My experience using or teaching with Augmented or Virtual Reality is pretty much nil! I am familiar with games like Minecraft and I’ve heard a lot about Pokeman Go (not just from Alec). I have also watched numerous examples of virtual and augmented reality on TV shows and in movies. Yet, I really haven’t given it a second thought, other than thinking it was “Cool!” In this day and age, I am introduced to new technological innovations almost on an everyday basis. It’s almost embarrassing to think that I am missing out on so many opportunities to explore such an engaging and meaningful way of learning.

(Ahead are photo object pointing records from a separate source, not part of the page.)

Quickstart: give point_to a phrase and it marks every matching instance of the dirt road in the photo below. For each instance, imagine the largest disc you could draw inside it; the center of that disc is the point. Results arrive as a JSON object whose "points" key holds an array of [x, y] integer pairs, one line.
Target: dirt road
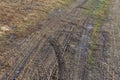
{"points": [[88, 52]]}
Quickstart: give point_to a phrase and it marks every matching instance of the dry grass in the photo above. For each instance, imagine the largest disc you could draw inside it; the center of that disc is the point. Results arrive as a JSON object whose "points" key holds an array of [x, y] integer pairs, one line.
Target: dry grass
{"points": [[17, 16]]}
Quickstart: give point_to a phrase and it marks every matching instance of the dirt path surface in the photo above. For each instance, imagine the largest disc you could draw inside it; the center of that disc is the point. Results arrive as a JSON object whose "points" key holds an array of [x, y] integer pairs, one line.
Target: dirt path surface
{"points": [[71, 44]]}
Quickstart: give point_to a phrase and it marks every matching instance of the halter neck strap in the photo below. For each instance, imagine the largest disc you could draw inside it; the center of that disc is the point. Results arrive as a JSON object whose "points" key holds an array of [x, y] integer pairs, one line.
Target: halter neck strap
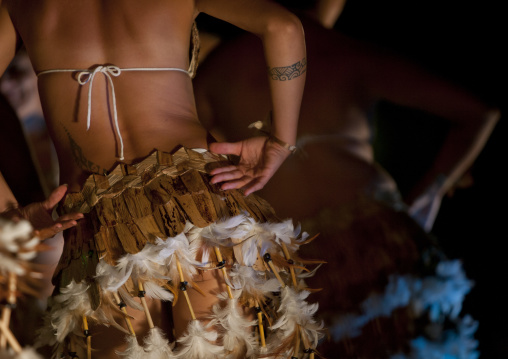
{"points": [[84, 76]]}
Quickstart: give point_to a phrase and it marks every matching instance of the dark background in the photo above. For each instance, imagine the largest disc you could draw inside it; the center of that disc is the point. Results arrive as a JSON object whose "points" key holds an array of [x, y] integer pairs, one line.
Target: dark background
{"points": [[464, 42]]}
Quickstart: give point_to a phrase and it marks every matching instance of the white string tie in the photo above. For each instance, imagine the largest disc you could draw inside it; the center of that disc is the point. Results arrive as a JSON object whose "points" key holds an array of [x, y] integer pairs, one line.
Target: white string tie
{"points": [[87, 76], [84, 76]]}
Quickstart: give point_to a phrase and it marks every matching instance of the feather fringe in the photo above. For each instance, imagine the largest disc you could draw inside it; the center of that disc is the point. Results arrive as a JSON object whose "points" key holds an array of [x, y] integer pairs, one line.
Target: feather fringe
{"points": [[295, 311], [184, 250], [133, 350], [237, 331], [198, 343]]}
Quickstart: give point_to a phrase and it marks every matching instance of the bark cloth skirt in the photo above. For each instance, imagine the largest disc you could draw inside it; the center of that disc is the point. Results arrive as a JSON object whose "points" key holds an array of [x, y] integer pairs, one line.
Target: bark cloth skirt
{"points": [[149, 229]]}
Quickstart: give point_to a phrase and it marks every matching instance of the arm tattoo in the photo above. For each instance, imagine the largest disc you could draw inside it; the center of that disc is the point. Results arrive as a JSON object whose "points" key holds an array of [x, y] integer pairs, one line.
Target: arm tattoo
{"points": [[288, 72], [80, 158]]}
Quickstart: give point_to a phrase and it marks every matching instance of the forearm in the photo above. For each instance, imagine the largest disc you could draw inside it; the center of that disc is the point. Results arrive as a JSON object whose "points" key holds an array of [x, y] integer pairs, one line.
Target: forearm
{"points": [[284, 44], [287, 64], [8, 39]]}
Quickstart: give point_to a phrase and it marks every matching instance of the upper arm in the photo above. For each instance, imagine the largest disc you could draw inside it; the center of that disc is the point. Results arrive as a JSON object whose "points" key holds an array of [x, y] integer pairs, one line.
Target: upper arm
{"points": [[8, 39], [256, 16]]}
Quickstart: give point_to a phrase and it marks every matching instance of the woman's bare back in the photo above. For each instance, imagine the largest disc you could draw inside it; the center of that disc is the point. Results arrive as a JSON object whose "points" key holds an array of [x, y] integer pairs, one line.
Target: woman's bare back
{"points": [[155, 109]]}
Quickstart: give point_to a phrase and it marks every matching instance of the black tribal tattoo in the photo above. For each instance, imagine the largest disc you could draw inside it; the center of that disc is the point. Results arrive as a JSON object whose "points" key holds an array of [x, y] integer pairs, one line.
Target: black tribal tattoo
{"points": [[80, 158], [288, 72]]}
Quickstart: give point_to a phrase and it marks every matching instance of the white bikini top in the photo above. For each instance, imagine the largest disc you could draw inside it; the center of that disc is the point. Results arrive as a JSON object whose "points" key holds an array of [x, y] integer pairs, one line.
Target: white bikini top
{"points": [[84, 76]]}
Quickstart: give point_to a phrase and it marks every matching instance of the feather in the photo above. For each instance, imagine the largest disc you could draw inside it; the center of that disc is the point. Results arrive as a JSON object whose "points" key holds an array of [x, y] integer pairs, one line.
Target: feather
{"points": [[251, 282], [237, 331], [144, 265], [216, 233], [45, 334], [133, 350], [157, 346], [296, 311], [69, 307], [157, 292], [186, 252], [129, 300], [110, 278], [198, 343]]}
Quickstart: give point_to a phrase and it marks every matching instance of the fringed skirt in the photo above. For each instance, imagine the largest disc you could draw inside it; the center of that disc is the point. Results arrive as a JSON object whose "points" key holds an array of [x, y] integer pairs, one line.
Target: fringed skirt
{"points": [[149, 230]]}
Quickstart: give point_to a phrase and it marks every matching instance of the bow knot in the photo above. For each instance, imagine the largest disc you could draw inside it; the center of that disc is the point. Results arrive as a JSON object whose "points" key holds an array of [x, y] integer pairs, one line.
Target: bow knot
{"points": [[87, 76]]}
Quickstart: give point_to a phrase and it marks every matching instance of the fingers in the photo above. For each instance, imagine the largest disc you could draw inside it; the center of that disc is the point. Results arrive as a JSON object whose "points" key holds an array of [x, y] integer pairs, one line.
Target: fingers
{"points": [[226, 148], [55, 197], [51, 231], [226, 176], [70, 217], [219, 170]]}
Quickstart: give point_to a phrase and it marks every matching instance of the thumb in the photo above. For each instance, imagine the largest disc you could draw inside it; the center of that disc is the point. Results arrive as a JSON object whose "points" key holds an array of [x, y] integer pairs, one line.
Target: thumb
{"points": [[226, 148], [55, 197]]}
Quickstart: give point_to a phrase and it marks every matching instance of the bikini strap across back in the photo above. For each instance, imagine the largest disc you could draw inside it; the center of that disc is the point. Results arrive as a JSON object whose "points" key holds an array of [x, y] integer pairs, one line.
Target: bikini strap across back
{"points": [[84, 76]]}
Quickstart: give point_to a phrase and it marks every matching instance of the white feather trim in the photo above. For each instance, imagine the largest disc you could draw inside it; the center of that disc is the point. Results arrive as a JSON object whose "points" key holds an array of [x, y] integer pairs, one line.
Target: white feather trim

After Logan and Bill’s presentation on Tuesday, my level of interest and intrigue continued to swirl around in my head. According to Hatuna Matata’s article, Augmented Reality is in the lead. Who knew there WAS a lead? The difference between the two is described as;
With AR, users continue to be in touch with the real world while interacting with virtual objects around them. With VR, the user is isolated from the real world while immersed in a world that is completely fabricated.
It is not surprising that Augmented Reality is in the lead due to the fact that users are “in touch” with the real world. Meron Geretz‘ viewpoint about being in touch with the real world really does make sense. Pokeman Go is a great example of a game that provides real life interaction with friends and family while progressing through the game. It seemed unreal when I first heard about it, but Meron Geretz’ Ted Talk video helped me to realize the value in it. Building interaction rather than isolation seems like the logical choice to me.
Edutopia’s article; Augmented Reality Brings New Dimensions to Learning describes it as redefining the learning space. The article states that;
Most people who interact with AR for the first time have a mind-blowing experience but fail to consider classroom applications. In our elementary school classrooms, we use AR to create active learning experiences hitherto inconceivable.
It is surprising that people who interact with AR ‘fail to consider classroom applications’ and/or how augmented reality can ‘redefine the learning space.’ I am guilty of not considering it myself. Most of my day is so consumed with the hustle and bustle of a hectic school day that I do not often think about what else I could be doing until I am introduced (via EC&I 833) or stumble upon these opportunities by chance.
In the YouTube video, Teaching with Aurasma, it is easy to see how a classroom space does become redefined. A bulletin board is typically filled with student work or colourful art work, rather than covered with 8 1/2 x 11″ white paper with black font. It is hard to imagine our bulletin boards and classroom spaces becoming part of an augmented reality where black font on white paper comes to life in video and a fourth dimension. Mind blowing hardly describes the experiences and mindful learning that has started taking place in our classrooms.
I remember hearing about Aurasma at one of my classes during the Summer Institute in 2015. I downloaded the app and then basically forgot all about it. I had the app on my phone for over a year and had never used it. I’m not exactly sure why I didn’t just google what it was and actually start using it. One possibility is that I was taking 2 classes in 3 weeks!
I am definitely intrigued with Aurasma and am looking forward to using it in my classroom. I already have plans to use it for book reviews. From there, the options seem to be endless! Bill and Logan not only piqued my interest but Tyson, Allison, and Luke (just to name a few) seem to be intrigued as well.